Here are some extra exercises you can do if you get time. or after the lab if you are interested.

### 💡 **Exercise (extra)**

* Try applying the network to other images with other noise standard deviations.
* How are the results?

### 💡 **Exercise (extra)**

* To improve the performance of the network for other noise distributions, you can try to randomly sample the noise standard deviation during training.
* Add an option in the `DenoisingDataset` for this.
* Note that the `add_noise` function has an optinal parameter for the standard deviation.
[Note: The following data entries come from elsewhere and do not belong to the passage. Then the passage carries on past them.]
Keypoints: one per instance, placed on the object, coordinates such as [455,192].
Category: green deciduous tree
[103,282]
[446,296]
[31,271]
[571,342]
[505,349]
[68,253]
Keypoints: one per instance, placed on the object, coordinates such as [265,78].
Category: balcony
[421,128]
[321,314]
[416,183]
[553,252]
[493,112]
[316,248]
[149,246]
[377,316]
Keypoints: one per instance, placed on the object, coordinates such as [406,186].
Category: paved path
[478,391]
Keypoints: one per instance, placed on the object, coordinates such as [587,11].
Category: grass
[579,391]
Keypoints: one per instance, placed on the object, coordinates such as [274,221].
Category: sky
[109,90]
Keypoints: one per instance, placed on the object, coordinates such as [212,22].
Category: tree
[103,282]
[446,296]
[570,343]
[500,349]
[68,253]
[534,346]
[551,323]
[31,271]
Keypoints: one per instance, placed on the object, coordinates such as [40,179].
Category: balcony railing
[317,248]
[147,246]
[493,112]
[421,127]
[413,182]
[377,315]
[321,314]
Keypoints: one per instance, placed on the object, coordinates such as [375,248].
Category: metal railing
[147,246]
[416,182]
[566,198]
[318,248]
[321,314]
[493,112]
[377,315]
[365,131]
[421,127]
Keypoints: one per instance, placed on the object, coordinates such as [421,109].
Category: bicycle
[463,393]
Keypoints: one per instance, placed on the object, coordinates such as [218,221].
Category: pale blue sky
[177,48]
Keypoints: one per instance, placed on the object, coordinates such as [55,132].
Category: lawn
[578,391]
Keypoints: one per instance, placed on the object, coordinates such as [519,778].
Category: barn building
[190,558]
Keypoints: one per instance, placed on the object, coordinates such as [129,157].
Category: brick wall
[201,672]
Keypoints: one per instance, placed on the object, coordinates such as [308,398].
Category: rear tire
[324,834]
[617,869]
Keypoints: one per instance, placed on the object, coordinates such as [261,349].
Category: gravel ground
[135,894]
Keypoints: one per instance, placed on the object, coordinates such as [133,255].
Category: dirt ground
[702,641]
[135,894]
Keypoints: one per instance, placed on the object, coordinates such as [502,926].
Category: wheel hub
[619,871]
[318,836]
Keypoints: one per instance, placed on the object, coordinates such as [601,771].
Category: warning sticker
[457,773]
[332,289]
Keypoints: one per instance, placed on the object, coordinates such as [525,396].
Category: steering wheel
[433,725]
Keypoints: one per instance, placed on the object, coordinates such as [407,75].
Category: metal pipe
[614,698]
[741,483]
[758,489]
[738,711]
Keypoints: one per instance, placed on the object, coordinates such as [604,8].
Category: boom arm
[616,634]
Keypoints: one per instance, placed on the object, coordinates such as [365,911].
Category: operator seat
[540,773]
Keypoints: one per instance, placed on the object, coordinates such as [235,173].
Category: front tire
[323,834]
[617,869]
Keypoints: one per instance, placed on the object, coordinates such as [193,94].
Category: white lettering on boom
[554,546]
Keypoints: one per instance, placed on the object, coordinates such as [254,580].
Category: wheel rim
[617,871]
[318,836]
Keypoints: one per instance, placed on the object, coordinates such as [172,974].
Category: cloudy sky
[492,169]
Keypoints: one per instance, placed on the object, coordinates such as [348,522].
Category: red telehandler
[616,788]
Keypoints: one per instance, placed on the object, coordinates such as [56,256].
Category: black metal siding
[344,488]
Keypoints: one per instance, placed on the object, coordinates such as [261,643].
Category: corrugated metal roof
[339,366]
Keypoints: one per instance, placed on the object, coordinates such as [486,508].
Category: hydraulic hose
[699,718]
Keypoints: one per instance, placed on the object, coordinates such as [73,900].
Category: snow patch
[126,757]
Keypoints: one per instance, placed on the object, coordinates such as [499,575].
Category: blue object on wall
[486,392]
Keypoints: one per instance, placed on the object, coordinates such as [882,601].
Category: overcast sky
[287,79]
### 💡 **Exercise (extra)**

* Try making the network deeper by adding additional layers in the middle.

### 💡 **Exercise (extra)**

* Replace SGD with the more recent [Adam optimizer](https://pytorch.org/docs/stable/optim.html?highlight=adam#torch.optim.Adam).

### 💡 **Exercise (extra)**

* Try changing to a [Leaky Relu activation](https://pytorch.org/docs/stable/generated/torch.nn.LeakyReLU.html?highlight=leaky%20relu#torch.nn.LeakyReLU).

### 💡 **Exercise (extra)**

* Integrate a learning rate scheduler that decreases the learning rate for each epoch.
* Use, for example, the [StepLR](https://pytorch.org/docs/stable/optim.html?highlight=schedule#torch.optim.lr_scheduler.StepLR).